For investigators, a break in the case came when a Lewiston man reported seeing Graffam with Dyer and another man only known as Gary, after the three were released from jail in September. Police were able to find out Gauthier’s full identity through jail records.

At the hearing in 8th District Court on Friday, Gauthier’s friends and family members sat together on one side of the courtroom. Friends and family members of Vining and Graffam sat on the other. Outside the courtroom, Gauthier’s sisters spoke about the case.

“My brother is not a murderer,” said Jennifer Gauthier. “He’s innocent.”

“He doesn’t have a cold heart,” said Michell Gauthier. “He’s just a kid.”

Police, however, said they have plenty of evidence apart from Dyer’s confession.
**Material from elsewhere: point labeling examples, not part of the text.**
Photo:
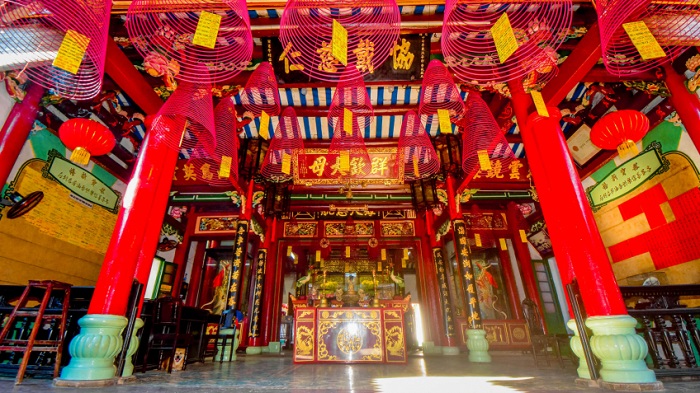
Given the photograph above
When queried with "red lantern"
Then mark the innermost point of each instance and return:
(620, 130)
(86, 137)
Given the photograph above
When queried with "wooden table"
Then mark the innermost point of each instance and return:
(349, 335)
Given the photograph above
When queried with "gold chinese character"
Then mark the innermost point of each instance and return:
(189, 172)
(379, 166)
(337, 169)
(403, 59)
(364, 54)
(495, 171)
(357, 166)
(318, 166)
(206, 173)
(514, 167)
(328, 62)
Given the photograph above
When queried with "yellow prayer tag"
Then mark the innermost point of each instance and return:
(71, 52)
(225, 167)
(643, 40)
(523, 236)
(264, 130)
(339, 42)
(504, 38)
(444, 119)
(539, 103)
(484, 160)
(207, 30)
(344, 161)
(286, 163)
(347, 121)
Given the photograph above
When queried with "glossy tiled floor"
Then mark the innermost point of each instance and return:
(507, 373)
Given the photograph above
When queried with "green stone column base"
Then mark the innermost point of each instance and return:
(620, 349)
(577, 348)
(133, 347)
(253, 350)
(478, 346)
(94, 349)
(450, 351)
(274, 347)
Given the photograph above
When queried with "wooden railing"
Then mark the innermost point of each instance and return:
(668, 325)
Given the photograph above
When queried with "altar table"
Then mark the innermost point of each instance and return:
(349, 335)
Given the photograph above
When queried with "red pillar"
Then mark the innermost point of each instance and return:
(686, 103)
(269, 282)
(153, 226)
(114, 283)
(16, 130)
(569, 216)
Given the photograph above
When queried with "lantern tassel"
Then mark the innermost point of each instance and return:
(626, 148)
(80, 156)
In addition to DNA evidence found on the items recovered in Pownal, investigators said evidence from beer cans found at the spot where Graffam was buried also points to Dyer and Gauthier as the killers.

It was the second time Gauthier, who has listed addresses in Lewiston, Auburn and Massachusetts in previous court cases, has been accused of using a baseball bat in an attack. In 2001, he was charged with aggravated assault for allegedly beating a man with a bat in Auburn. That charge was dropped, and Gauthier was convicted on two counts of simple assault and was given a suspended sentence.

Gauthier has also been arrested several times on burglary charges. Most recently, he was caught after breaking into Andover College in Lewiston in April 2004. Gauthier was captured minutes later and the stolen equipment recovered.

He was represented at Friday’s hearing by Lewiston lawyer Robert Ruffner. Dyer was represented by Ed Rabasco. The case will resume with a bail hearing to determine if there is probable cause to believe the two committed the slayings. No date was set.

Vining’s longtime girlfriend Alice Keene said she attended the hearing because she still wants to know the circumstances of her boyfriend’s death. Seeing Gauthier and Dyer in the courtroom for the first time, she said she did not recognize either of them.

“I don’t know them at all,” Keene said. “But seeing them made me think about it all over again. I just don’t want to think that Jim and John suffered. I just hope their deaths were quick.”